Eldon died in 2001 . Since then, Smith has been keeping the nugget stored away in a safty deposit box.

Before handing the nugget over to the museum, Smith got it appraised at around $9,000.

As of Wednesday, gold was trading at $1,198.30 per ounce, meaning that 2.7 ounces of gold should only be worth about $3,235. But Smith said the appraiser tacked on an additional $5,000 based on “intrinsic value.”

John Foley, assistant curator at the museum, said determining the value of gold nuggets can be difficult at times.

Monte Smith and John Foley

Monte Smith of Billings and John Foley, assistant curator at the Mineral Museum on Montana Tech's campus, pose for a picture Wednesday afternoon at the museum with a 2.7-ounce nugget that Smith and his father discovered near Townsend when Smith was 10 years old.
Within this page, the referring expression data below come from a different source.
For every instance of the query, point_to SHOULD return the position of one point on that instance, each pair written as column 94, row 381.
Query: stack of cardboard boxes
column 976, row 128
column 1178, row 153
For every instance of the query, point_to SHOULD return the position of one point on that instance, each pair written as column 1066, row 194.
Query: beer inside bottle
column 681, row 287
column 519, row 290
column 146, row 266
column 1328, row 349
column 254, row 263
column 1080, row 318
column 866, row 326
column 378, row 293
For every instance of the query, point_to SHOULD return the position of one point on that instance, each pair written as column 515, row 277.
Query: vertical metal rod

Smith is donating the nugget to the museum.

Foley explained that the price reflected by the market is based on the price of nearly pure “fine gold.” And although gold nuggets can contain impurities, having come straight from the earth, they can often sell for more than fine gold because of other factors, such as geological importance, the time and place of their discovery and, in the case of the Smith nugget, the stories they tell.  

“When you can relate to the person and the family… that really brings it home to a lot of people,” Foley said, reflecting on the museum’s newest specimen.

In other words, there are some things you can’t put a price on.